Il Milan è fuori dalle Coppe: doccia gelida per i tifosi rossoneri

Adesso è ufficiale: il Milan non prenderà parte alla prossima edizione dell'Europa League, decisiva la sentenza dell'Uefa. Ripescata la Fiorentina.

di Nicola Avolio
Nicola Avolio
(14 articoli pubblicati)
Spectators leave the stadium after the c

Da alcuni giorni circolavano voci circa la possibilità di escludere il Milan dalla prossima edizione dell'Europa League, voci che da oggi si sono trasformate in una dura realtà per i tifosi rossoneri: ebbene sì, il Milan è fuori dalla prossima Europa League.

Di seguito, il comunicato ufficiale:

"La camera giudicante dell’Organo di Controllo Finanziario per Club (CFCB), presieduta da José Narciso da Cunha Rodrigues, ha preso una decisione sul caso AC Milan a seguito del rinvio del responsabile della camera di investigazione CFCB per la violazione delle norme del fair play finanziario, in particolare per la violazione della regola del pareggio di bilancio (break-even rule).  

Il club non potrà partecipare alla prossima competizione UEFA per club a cui è qualificata nelle prossime due (2) stagioni (una competizione sola nella stagione 2018/19 o in quella 2019/20, in caso di qualificazione).  

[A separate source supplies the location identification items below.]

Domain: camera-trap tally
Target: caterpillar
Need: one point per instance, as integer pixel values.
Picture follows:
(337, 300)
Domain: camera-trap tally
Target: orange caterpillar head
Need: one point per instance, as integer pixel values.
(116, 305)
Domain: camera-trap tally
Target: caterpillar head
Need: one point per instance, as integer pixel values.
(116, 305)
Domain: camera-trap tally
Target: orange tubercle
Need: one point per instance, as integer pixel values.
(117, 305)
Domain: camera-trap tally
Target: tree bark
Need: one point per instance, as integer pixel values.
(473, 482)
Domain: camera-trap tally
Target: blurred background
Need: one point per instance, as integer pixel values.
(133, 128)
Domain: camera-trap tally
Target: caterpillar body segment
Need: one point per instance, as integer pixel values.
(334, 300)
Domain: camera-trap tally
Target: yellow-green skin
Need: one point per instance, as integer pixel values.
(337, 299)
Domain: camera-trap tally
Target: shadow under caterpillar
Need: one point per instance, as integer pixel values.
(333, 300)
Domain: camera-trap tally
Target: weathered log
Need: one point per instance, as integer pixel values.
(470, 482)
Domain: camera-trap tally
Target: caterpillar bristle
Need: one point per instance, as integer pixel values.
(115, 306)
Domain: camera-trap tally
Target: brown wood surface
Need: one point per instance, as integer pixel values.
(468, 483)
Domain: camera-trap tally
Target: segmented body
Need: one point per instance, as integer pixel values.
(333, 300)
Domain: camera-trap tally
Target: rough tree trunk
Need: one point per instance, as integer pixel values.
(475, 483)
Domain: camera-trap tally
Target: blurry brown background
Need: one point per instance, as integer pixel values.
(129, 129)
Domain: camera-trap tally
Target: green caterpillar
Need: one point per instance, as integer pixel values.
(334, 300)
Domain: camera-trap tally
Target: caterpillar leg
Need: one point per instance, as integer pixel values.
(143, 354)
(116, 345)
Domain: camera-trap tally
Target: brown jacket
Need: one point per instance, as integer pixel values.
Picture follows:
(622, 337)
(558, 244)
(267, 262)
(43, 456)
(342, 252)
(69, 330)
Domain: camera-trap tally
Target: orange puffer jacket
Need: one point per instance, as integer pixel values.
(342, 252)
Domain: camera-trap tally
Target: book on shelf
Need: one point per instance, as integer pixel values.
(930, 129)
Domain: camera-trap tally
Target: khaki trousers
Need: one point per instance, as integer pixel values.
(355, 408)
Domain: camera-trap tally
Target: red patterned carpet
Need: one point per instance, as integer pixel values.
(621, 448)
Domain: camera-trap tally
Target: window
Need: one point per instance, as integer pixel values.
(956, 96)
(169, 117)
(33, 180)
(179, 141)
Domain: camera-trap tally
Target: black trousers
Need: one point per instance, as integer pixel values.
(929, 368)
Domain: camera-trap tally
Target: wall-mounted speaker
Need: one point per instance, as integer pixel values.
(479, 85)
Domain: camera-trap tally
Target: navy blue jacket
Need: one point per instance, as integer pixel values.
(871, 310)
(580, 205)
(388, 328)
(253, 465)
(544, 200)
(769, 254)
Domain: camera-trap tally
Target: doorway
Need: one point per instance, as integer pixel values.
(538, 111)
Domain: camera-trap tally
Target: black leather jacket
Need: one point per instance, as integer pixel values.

Contro questa decisione è possibile presentare ricorso al Tribunale Arbitrale dello Sport, secondo l’Articolo 34(2) del regolamento procedurale che governa l’Organo di Controllo Finanziario per Club UEFA, e secondo gli Articoli 62 e 63 degli Statuti UEFA.  

Le motivazioni della decisione verranno pubblicate su UEFA.com a tempo debito”

Secondo i principi stabiliti dall'Uefa, la società rossonera avrebbe violato i principi del Fair Play finanziario, complici anche le scarse rassicurazioni sulla solidità della società di Li Yonghong e il mercato esagerato effettuato nella  stagione appena conclusa, tutti fattori che hanno portato gli organi dell'Uefa ad emettere una severa sentenza nei confronti della squadra allenata da Rino Gattuso, causa, appunto, la violazione della regola del pareggio di bilancio.

Ma, come se non bastasse, in quella che è già una giornata da dimenticare per i tifosi rossoneri, arriva una seconda batosta, una seconda doccia gelata: Li Yonghong non sarebbe rimasto soddisfatto dell'offerta proposta dal magnate italo-americano Rocco Commisso, ritenendola insufficiente, e avrebbe quindi annullato il tavolo delle trattative; di conseguenza, la società dovrebbe ora, con ogni certezza, passare nelle mani del Fondo Elliott, che intanto ha già coperto tutte le ricapitalizzazioni societarie. 

Milan che adesso avrà 10 giorni di tempo per presentare ricorso presso il TAR di Losanna; e intanto dell'ultimo posto disponibile per l'accesso all'Europa League ne gioverà la Fiorentina, complice l'ottavo posto ottenuto nella stagione appena conclusa.